Two recent decisions from the Amsterdam Court of Appeal have confirmed that litigation vehicles cannot come empty-handed to the court, and should provide documentation regarding the assignments of claims they submit. The Dutch legal system allows companies and individuals to assign their claims to a “litigation vehicle” or “claims vehicle” that bundles those claims into a single action. In its decisions of 10 March 2020, the Court of Appeal ruled that it is up to litigation vehicles to prove that the assignments can be invoked against the debtor.
The court shed more light on the amount of information and documentation the vehicles need to provide, and the division of the burden of proof.
The decisions were rendered in follow-on cartel damages proceedings between the litigation vehicles Stichting Cartel Compensation (SCC) and Equilib, and a number of airlines. SCC and Equilib are litigation vehicles whose business model consists of bringing to court bundled claims assigned to them by allegedly injured parties.

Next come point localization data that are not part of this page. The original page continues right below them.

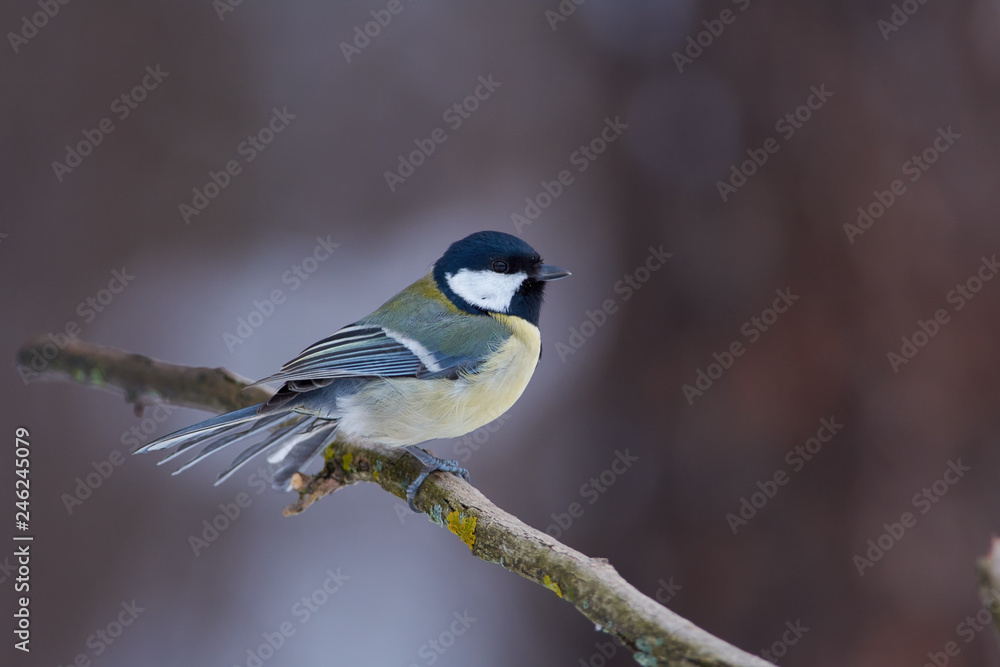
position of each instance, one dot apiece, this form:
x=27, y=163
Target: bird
x=450, y=353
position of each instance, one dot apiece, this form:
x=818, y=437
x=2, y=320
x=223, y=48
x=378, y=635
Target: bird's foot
x=431, y=464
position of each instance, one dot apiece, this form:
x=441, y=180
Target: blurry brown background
x=664, y=520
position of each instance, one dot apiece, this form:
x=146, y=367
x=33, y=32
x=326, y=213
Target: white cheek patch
x=486, y=289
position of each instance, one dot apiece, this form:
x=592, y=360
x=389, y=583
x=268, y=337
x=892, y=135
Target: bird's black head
x=495, y=272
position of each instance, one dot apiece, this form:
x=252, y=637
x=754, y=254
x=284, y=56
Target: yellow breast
x=408, y=411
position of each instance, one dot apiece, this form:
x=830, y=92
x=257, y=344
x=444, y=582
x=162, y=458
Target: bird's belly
x=408, y=411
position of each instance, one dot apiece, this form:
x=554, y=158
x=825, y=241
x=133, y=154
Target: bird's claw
x=431, y=464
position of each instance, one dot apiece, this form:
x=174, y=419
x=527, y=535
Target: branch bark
x=656, y=635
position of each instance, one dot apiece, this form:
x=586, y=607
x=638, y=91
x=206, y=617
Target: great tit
x=448, y=354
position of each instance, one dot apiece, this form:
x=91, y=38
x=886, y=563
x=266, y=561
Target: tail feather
x=301, y=455
x=295, y=439
x=215, y=446
x=254, y=450
x=200, y=431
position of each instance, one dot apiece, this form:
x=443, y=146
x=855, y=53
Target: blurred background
x=310, y=113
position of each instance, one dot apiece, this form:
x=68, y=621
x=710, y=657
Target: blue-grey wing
x=440, y=342
x=367, y=351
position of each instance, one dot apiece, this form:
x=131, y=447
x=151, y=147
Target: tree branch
x=655, y=634
x=988, y=569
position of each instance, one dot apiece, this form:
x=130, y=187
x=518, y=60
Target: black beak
x=548, y=272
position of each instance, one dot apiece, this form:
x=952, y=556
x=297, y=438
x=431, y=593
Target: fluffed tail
x=295, y=439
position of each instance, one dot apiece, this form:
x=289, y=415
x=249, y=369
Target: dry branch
x=655, y=634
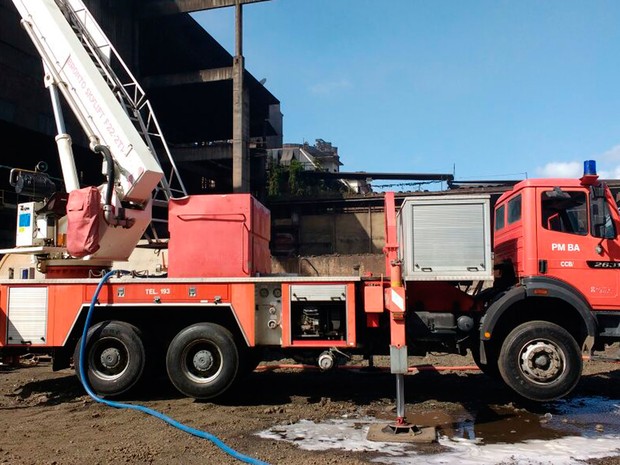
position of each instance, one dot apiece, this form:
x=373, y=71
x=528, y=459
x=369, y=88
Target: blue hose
x=201, y=434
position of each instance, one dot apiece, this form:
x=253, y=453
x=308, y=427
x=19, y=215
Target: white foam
x=350, y=434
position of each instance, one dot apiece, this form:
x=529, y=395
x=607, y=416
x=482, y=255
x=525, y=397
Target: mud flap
x=83, y=216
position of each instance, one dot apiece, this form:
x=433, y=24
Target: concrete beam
x=194, y=77
x=171, y=7
x=220, y=151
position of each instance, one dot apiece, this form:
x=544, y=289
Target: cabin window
x=514, y=209
x=565, y=212
x=499, y=217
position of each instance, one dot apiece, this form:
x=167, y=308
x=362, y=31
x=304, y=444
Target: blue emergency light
x=589, y=168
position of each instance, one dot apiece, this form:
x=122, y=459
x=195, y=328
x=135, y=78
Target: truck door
x=576, y=242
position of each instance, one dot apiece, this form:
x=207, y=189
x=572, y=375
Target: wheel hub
x=110, y=358
x=541, y=361
x=203, y=360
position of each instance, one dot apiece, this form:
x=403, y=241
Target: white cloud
x=329, y=87
x=559, y=169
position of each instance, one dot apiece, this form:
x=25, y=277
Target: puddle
x=566, y=433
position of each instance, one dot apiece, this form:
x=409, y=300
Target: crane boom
x=90, y=97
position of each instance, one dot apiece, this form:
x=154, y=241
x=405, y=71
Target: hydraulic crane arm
x=73, y=69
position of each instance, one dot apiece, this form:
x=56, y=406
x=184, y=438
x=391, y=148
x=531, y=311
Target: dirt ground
x=47, y=419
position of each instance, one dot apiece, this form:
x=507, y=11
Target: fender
x=553, y=289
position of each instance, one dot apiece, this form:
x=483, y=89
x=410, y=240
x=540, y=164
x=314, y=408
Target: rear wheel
x=540, y=361
x=114, y=355
x=202, y=360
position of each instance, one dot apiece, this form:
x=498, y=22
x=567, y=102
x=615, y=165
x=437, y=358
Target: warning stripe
x=398, y=301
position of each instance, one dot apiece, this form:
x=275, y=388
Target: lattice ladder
x=132, y=98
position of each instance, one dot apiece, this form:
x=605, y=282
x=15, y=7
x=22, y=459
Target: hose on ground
x=121, y=405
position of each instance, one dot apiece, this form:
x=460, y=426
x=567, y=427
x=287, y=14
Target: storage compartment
x=445, y=238
x=27, y=316
x=318, y=312
x=218, y=236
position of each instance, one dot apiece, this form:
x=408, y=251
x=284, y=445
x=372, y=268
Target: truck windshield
x=566, y=213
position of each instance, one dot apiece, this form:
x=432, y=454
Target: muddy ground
x=46, y=417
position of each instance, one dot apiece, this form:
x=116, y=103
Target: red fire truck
x=548, y=298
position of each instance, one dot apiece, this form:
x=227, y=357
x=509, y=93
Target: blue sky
x=492, y=89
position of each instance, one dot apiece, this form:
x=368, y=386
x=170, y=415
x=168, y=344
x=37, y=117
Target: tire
x=540, y=361
x=115, y=357
x=202, y=360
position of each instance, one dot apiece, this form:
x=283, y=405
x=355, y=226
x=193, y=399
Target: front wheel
x=202, y=360
x=114, y=355
x=540, y=361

According to the Amsterdam Court of Appeal, Dutch law does not necessarily require the litigation vehicles to positively establish that the claims were successfully transferred to the litigation vehicles. Instead, the Court of Appeal considers it sufficient for the litigation vehicles to establish that the debtors can discharge their alleged debts by paying the (purported) assignees. Whether or not the debtors can discharge their alleged debts by paying the (purported) assignees is to be established in accordance with the law that governs the assigned claims (also see Article 14 Section 2 of the Rome I Regulation, No. 593/2008). Under Dutch law, a debtor can pay the purported assignee and discharge his debt, as long as he has reasonable grounds to assume that the assignee validly acquired the claim. The debtor can thus rely on his good faith, even if it later turns out that the claims were not validly assigned.
With this ruling, the Court of Appeal seems to be introducing a new norm as to what exactly litigation vehicles need to prove. The Court of Appeal provisionally assumed that Dutch law applies to each of the submitted claims. The burden of proof that the assignments can be invoked against the airlines, is on the litigation vehicles. According to the Court of Appeal, litigation vehicles can – pursuant to Dutch law – substantiate the assignments they have received by notifying the airlines of the assignments, and providing extracts of the title and the deed in which the claim is described with sufficient clarity. It will then be up to the airlines to argue why there are reasonable grounds for doubts as to the validity of the assignment of the claims to the litigation vehicles.
It remains to be seen whether this line of reasoning will ultimately be upheld by the Dutch Supreme Court. However, since the Court of Appeal indicated that it will not grant the airlines leave to file an appeal against its ruling, it may be several years before the Supreme Court has a chance to give its view.